Dans le domaine agricole, avec notamment le développement de la production horticole par le système goutte-à-goutte, la coopération était à ses premiers pas. Encore que le projet d’appui au programme national d’investissement de l’agriculture du Sénégal (PASEN) mis sur pied dans ce cadre compte aussi avec le soutien de l’Italie. Cependant, c’est dans le domaine sécuritaire, notamment avec les renseignements, qu’on peut réellement jauger les relations entre les deux pays. Car une véritable coopération était nouée grâce au Mossad, (service de renseignements israélien).

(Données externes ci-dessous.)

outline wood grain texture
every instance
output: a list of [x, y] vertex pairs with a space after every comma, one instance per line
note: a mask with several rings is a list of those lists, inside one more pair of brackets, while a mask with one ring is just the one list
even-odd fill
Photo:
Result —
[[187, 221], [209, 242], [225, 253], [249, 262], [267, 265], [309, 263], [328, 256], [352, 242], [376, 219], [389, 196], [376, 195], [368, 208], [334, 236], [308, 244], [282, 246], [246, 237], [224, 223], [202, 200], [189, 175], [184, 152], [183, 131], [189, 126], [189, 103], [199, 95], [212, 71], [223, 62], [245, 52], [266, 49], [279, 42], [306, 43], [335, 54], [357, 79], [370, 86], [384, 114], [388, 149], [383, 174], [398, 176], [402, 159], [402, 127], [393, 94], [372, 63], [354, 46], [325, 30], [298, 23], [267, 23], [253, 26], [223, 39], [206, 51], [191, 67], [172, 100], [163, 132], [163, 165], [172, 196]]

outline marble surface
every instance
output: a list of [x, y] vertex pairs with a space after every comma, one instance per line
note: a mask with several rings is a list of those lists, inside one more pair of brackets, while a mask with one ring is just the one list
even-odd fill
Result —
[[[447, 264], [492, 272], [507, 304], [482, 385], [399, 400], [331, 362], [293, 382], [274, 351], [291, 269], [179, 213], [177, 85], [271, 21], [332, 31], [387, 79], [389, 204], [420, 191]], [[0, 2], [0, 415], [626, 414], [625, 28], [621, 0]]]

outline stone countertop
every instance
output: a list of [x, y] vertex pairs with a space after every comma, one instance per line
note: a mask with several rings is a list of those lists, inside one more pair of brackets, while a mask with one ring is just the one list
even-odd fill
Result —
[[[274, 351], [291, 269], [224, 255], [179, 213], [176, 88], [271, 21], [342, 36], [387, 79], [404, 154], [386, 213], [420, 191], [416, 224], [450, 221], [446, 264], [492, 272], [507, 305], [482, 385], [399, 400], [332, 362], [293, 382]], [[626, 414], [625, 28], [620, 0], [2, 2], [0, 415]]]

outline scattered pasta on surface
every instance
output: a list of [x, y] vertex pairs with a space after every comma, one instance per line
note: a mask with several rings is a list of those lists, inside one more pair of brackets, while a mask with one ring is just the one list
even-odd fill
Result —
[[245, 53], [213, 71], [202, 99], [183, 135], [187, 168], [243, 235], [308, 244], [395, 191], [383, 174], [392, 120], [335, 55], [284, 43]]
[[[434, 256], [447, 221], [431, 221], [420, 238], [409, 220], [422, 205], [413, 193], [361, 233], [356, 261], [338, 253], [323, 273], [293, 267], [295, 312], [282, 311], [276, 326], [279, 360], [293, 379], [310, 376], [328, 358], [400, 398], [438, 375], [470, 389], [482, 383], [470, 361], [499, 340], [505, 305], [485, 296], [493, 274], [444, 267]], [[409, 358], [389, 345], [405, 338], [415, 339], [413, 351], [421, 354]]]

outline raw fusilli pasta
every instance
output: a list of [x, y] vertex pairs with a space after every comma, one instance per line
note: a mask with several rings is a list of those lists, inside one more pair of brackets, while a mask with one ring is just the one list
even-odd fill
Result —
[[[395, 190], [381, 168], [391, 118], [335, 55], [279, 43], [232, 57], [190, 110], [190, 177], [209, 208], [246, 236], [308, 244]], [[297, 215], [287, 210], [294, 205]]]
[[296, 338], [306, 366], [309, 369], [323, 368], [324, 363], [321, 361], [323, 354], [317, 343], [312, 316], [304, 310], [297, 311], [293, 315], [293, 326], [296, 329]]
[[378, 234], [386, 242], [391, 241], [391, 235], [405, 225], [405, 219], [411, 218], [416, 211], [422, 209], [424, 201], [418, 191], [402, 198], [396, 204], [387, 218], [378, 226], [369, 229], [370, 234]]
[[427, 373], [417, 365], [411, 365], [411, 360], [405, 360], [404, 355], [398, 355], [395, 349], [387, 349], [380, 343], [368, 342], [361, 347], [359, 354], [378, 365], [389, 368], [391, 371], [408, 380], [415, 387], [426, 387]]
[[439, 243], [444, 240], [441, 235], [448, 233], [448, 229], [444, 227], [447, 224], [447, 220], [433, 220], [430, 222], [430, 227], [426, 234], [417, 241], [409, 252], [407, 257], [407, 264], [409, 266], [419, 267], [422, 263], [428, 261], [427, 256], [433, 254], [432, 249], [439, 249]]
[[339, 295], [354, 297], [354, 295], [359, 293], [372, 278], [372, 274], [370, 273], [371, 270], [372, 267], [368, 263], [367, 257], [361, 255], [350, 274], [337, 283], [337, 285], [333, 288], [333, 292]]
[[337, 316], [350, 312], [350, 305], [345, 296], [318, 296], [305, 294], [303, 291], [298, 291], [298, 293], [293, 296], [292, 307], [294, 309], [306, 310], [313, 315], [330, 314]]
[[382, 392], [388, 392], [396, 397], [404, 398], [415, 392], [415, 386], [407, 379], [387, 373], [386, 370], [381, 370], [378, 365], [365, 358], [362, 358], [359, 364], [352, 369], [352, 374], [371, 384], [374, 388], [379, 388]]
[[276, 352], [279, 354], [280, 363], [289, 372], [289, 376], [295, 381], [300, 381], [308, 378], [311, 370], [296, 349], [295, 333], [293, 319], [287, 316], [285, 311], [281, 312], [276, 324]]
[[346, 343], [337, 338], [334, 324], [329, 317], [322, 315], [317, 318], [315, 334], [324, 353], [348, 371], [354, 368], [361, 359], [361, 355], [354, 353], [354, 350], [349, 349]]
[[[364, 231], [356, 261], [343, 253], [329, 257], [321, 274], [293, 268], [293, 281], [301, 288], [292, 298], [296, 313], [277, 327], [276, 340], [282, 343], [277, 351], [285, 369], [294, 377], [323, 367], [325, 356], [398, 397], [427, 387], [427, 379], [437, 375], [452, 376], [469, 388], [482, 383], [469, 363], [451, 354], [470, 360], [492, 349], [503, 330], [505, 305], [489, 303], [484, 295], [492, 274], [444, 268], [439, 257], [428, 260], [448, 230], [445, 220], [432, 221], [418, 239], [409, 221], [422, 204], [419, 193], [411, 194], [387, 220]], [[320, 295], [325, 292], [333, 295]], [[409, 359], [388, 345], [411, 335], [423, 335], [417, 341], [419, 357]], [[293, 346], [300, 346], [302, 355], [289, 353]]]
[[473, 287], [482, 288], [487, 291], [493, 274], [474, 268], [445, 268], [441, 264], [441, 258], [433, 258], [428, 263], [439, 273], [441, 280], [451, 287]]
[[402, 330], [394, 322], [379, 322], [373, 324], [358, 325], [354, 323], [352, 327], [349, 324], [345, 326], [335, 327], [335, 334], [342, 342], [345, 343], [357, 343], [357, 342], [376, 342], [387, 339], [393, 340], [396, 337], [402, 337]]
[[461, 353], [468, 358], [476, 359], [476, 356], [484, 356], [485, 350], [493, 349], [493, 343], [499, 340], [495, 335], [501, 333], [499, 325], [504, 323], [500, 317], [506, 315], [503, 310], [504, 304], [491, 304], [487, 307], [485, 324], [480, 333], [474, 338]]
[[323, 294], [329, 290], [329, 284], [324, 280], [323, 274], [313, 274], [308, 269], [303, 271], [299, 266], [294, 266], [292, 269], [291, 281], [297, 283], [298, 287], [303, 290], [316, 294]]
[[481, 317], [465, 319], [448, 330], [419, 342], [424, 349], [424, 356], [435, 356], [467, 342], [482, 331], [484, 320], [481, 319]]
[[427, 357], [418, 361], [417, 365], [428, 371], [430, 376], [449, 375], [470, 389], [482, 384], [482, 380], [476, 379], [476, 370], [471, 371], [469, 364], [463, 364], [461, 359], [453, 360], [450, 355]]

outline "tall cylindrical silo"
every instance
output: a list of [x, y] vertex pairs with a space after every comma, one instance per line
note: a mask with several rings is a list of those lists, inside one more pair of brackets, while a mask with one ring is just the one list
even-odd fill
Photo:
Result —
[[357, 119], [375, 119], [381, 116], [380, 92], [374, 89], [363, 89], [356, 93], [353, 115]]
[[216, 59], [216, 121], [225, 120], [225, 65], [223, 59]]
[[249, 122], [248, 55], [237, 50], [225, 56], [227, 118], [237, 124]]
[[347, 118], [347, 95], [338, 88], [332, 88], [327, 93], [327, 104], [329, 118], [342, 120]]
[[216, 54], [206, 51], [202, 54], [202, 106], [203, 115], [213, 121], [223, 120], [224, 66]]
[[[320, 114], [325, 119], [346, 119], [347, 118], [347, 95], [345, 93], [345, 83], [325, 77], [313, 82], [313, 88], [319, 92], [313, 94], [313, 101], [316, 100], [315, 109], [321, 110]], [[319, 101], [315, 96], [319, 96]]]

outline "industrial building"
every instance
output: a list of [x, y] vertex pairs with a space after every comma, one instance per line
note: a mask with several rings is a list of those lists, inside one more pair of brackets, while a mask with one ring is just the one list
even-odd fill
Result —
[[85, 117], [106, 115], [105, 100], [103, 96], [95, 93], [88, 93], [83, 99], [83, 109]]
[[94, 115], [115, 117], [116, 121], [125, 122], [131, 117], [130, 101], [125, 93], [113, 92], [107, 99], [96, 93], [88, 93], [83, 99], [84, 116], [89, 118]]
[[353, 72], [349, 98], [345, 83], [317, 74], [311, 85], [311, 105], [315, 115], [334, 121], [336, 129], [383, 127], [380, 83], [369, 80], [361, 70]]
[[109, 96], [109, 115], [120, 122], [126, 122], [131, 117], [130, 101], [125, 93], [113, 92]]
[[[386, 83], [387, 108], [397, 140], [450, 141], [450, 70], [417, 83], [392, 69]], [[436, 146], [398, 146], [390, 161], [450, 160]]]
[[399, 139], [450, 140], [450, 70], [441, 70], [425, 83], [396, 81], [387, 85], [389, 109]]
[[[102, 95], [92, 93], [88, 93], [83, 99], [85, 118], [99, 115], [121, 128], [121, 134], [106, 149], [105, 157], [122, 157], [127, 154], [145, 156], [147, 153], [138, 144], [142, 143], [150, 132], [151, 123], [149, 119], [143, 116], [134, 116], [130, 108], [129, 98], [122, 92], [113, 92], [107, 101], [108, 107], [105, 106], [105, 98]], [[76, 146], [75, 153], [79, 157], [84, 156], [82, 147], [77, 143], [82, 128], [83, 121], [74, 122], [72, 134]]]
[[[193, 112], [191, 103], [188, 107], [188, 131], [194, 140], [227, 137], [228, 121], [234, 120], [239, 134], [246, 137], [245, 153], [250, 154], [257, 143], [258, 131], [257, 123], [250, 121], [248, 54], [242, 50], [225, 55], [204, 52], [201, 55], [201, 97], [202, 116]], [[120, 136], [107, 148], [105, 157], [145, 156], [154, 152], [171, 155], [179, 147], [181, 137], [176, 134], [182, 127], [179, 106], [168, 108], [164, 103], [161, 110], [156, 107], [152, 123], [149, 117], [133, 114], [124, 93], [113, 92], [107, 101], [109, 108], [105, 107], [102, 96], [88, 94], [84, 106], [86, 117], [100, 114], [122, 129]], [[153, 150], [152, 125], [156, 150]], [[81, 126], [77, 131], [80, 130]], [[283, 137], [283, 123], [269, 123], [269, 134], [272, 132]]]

C’est dire que Israël n’a pas beaucoup de moyens de pression sur le Sénégal comme la France, les USA où la Turquie. Ce dernier pays a récemment poussé le Sénégal à revenir sur sa décision en confiant la gestion des établissements Yavuz Selim à la Fondation Maarif contrôlée par le régime de Tayip Erdogan. Ce qui fait dire à Aminata Touré que ‘’l'intelligence diplomatique aurait suggéré, dans l'optique du dialogue des religions, que Israël essaye de maintenir de bonnes relations avec notre pays connu pour son Islam de tolérance’’.